Dr. Condoleezza Rice, former US secretary of state,

“Democracy is always on this kind of knife’s edge between chaos and authoritarianism, and the sweet spot is democracy.” Condoleezza Rice, former U.S. Secretary of State and now the Thomas and Barbara Stephenson senior fellow on Public Policy at the Hoover Institution at Stanford University, took part in a conversation at Brookings about her new book, “Democracy: Stories from the Long Road to Freedom” (Twelve, 2017). Joining Dr. Rice on stage was Leon Wieseltier, the Isaiah Berlin senior fellow in Culture and Policy at Brookings. Highlights of their conversation are below. Full video and audio are available on the event’s webpage.

Wieseltier opened with a question that referenced German writer Thomas Mann’s 1938 lecture, “The Coming Victory of Democracy,” in which Mann argued that democracies should put aside the “habit of forgetfulness.” Are our democracy and Western democracies characterized by self-forgetfulness? Wieseltier asked. They can be, explained Rice, because democracy is more than just freedom and liberty; it must include the institutions in which these values are “encased” and thereby practiced. Watch:

When Wieseltier turned the conversation to the matter of the complexity of democratic government, and the inefficiency of democracy, he noted that its slowness means that “citizens find their governments emotionally unsatisfying.” Rice observed that “if you want efficiency, then have an authoritarian government.” Watch:

Rice and Wieseltier also addressed the problem of polarization in American politics, and how that contributes to gridlock in Washington. “Sometimes I wonder whether hatred of big government and the strategic creation of gridlock,” Wieseltier suggested, “wasn’t in fact partly responsible for the alienation of so many people in America from the some of the democratic workings of our system.” The two debated the merits, and degree, of strong government, and Rice offered that federalism is “an answer to gridlock at the center.” Watch:

“But the key thing is we must never speak about government in a way that alienates our citizens from our democracy,” Wieseltier argued.  “Or public service,” Rice added.

The discussion of democratic institutions and democratic practiced necessarily turned to how American voters behaved in the 2016 presidential election, especially the widespread populism that delivered the White House to Donald Trump. Rice (quoting a friend) called it a “do you hear me now?” moment, wherein populists have changed the conversation in the U.S. and abroad. Wieseltier shared an anecdote about how he came to better understand populists in the United States:

The conversation continued to focus on populism, with additional emphasis on the role of institutions in mediating democratic impulses, and the challenges to that.
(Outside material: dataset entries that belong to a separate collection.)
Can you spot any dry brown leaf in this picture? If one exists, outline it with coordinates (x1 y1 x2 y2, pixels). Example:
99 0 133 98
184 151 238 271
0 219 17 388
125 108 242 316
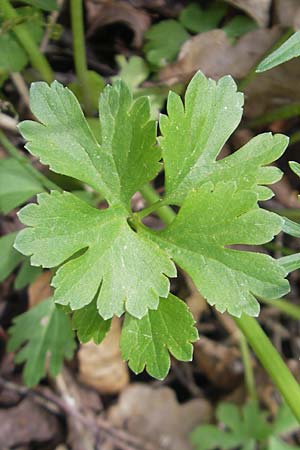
160 27 280 84
86 0 151 48
28 270 53 308
78 318 129 394
194 336 244 389
225 0 272 27
108 383 212 450
244 58 300 118
0 397 60 449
Wieseltier explained that he saw no significant difference between populism and direct democracy. “Insofar as the system that we have here, that was created here, requires deliberation,” he said, “there is a sense in which the more emotion [‘however warranted by circumstance’] that gets injected into our constitutional political process, the more our representative democracy begins to look like direct democracy.”

Rice replied that “Democracy is always on this kind of knife’s edge between chaos and authoritarianism. And the sweet spot is democracy.”
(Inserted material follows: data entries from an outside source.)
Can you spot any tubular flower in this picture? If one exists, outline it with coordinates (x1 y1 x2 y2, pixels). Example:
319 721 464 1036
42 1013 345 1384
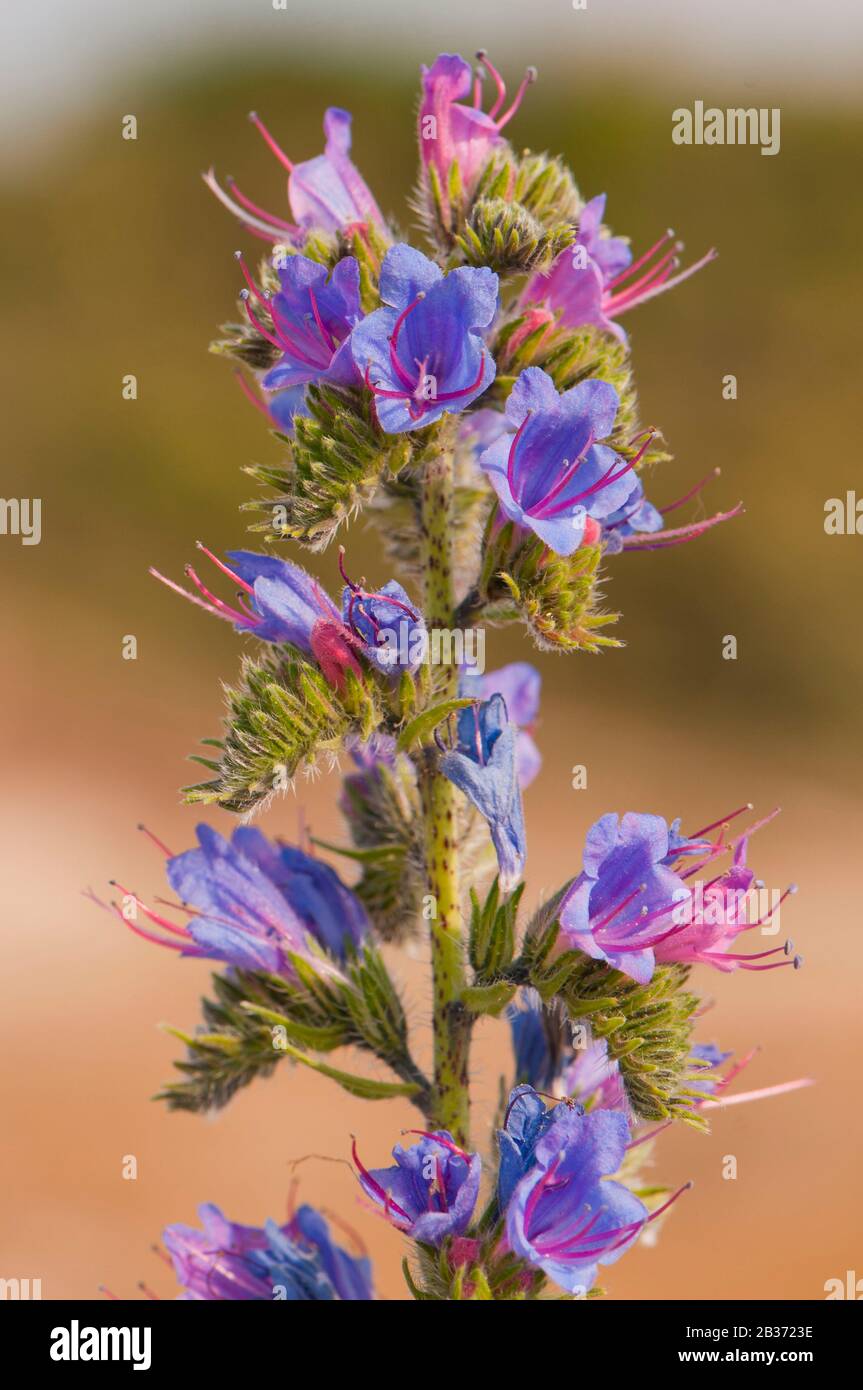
498 1083 567 1211
150 541 427 689
204 106 386 246
418 49 536 207
350 243 498 434
459 662 542 791
236 252 363 397
163 1202 374 1302
339 546 428 674
506 1106 682 1293
521 193 717 343
560 808 802 984
479 367 649 555
353 1130 482 1247
600 468 743 555
439 695 527 892
109 826 368 979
And that means that we all agree at some level that we are going to funnel our concerns, our cares, our grievances, our differences through these institutions. We’re going to elect people if we don’t like the ones that are governing us. We are going to go to court if we think we’ve been wronged. We will go all the way to the Supreme Court if we think you violated my rights.

And so we have always channeled these grievances and differences through these institutions.

That’s what makes democracy. And by the way that is why liberty and democracy and freedom are not the same thing.

So when we are doing that, democracy works.

Rice noted that the “rapidity and atomization of information” is a challenge to this system, because it creates impatience with a system that is, by design, slow, and which becomes very “un-Madison like” in the sense that it becomes about defeating one’s political opponents rather than getting to the next round.

Condoleezza Rice, as President George W. Bush’s secretary of state, was intimately involved in the Bush administration’s “Freedom Agenda,” an initiative to assist emerging democracies worldwide to build their institutions and strengthen their democratic systems. During the conversation, Rice made both a moral case and a practical case for democratization in American foreign policy, and explained why the Bush administration’s policy should be viewed as more than its association with Iraq and Afghanistan. Watch as she explained the moral case:


During the conversation, Wieseltier noted that “democracy is also the most taxing and demanding upon the individual citizen of all the political systems.” Agreeing, Rice quoted Tocqueville, who observed that citizens of democracy must engage in “ceaseless agitation” to keep their democracy and, Rice added, “in democracy without that kind of spirit of constantly using your institutions, testing them, pushing them to the next level they start to wither.”